Education Secretary Miguel Cardona appointed NSBA President Viola Garcia to the National Assessment Governing Board, which creates a “report card” on student performance nationwide. Garcia joined the board Oct. 13, the Washington Free Beacon reported.

Garcia and NSBA CEO Chip Slaven sent a letter Sept. 29 addressed to the Biden administration requesting the assistance of the federal government in dealing with allegedly unruly parents at school board meetings. The letter claimed that teachers and school administrators had been threatened with violence and harassment.
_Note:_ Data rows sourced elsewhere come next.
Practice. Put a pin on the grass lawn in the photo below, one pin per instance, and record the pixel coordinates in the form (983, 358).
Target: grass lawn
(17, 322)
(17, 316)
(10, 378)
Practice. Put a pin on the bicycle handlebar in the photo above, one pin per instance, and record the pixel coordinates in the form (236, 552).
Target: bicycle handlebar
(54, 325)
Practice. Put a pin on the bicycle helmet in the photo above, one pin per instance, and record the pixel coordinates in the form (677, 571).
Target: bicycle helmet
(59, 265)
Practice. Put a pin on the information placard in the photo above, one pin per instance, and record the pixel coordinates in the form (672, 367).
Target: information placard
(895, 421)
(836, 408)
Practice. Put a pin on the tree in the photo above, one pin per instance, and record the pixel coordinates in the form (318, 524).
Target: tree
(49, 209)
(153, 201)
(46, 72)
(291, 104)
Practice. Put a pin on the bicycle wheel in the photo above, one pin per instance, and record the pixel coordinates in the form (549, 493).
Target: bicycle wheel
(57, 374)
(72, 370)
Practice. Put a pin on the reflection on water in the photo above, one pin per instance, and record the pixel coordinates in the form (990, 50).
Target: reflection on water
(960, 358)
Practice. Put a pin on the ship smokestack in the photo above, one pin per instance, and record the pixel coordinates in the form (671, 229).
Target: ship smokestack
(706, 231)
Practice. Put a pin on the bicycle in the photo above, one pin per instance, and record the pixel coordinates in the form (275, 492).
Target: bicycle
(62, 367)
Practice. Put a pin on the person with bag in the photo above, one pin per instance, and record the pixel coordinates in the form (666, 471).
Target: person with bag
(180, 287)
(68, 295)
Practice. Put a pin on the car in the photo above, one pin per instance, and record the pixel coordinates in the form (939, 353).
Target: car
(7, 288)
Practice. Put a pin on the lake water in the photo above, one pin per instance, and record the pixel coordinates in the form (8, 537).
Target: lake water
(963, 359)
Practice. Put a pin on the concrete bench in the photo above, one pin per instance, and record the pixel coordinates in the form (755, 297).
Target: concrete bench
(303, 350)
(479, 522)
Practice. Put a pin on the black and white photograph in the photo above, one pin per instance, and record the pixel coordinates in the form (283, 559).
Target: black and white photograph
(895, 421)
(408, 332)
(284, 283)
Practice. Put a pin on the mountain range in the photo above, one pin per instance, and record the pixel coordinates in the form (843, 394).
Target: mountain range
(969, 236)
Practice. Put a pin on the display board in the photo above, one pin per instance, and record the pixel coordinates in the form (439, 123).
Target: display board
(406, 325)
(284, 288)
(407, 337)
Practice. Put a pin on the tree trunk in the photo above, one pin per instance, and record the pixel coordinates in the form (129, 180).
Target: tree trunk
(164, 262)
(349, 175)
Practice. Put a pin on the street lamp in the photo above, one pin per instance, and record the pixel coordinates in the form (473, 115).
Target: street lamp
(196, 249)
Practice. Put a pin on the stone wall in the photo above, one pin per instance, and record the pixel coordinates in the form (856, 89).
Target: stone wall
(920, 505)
The letter said these actions were “the equivalent to a form of domestic terrorism and hate crimes.”

According to emails obtained by Parents Defending Education, a concerned parent group, Slaven and Garcia sent the letter without permission of the NSBA board. The organization’s board has since issued an apology for the letter. (RELATED: National School Board Walks Back Letter Comparing Parents To ‘Domestic Terrorists’ After Bombshell Emails Exposed White House Collaboration)

“On behalf of the NSBA, we regret and apologize for the letter. To be clear, the safety of school board members, other public school officials and educators, and students is our top priority, and there remains important work to be done on this issue,” the letter reads. “We apologize also for the strain and stress this situation has caused you and your organizations.”

The White House was in communication with the NSBA for “several weeks” before the letter dropped. According to emails, the White House requested additional information on “specific threats” taking place nationwide.

Days after the NSBA’s letter was published, Attorney General Merrick Garland directed the Department of Justice to create a task force to determine how “federal enforcement tools can be used.”

House Republicans are now calling on Garland to withdraw his memo, according to the Washington Examiner. Republican Ohio Rep. Jim Jordan asked Garland whether it was a coincidence that he issued a directive five days after the NSBA letter was sent.

Garland claimed it was a “relevant factor.”

“I am sure that the communication from the National Association of School Boards [sic] was discussed between the White House and the Justice Department, and that’s perfectly appropriate,” Garland said.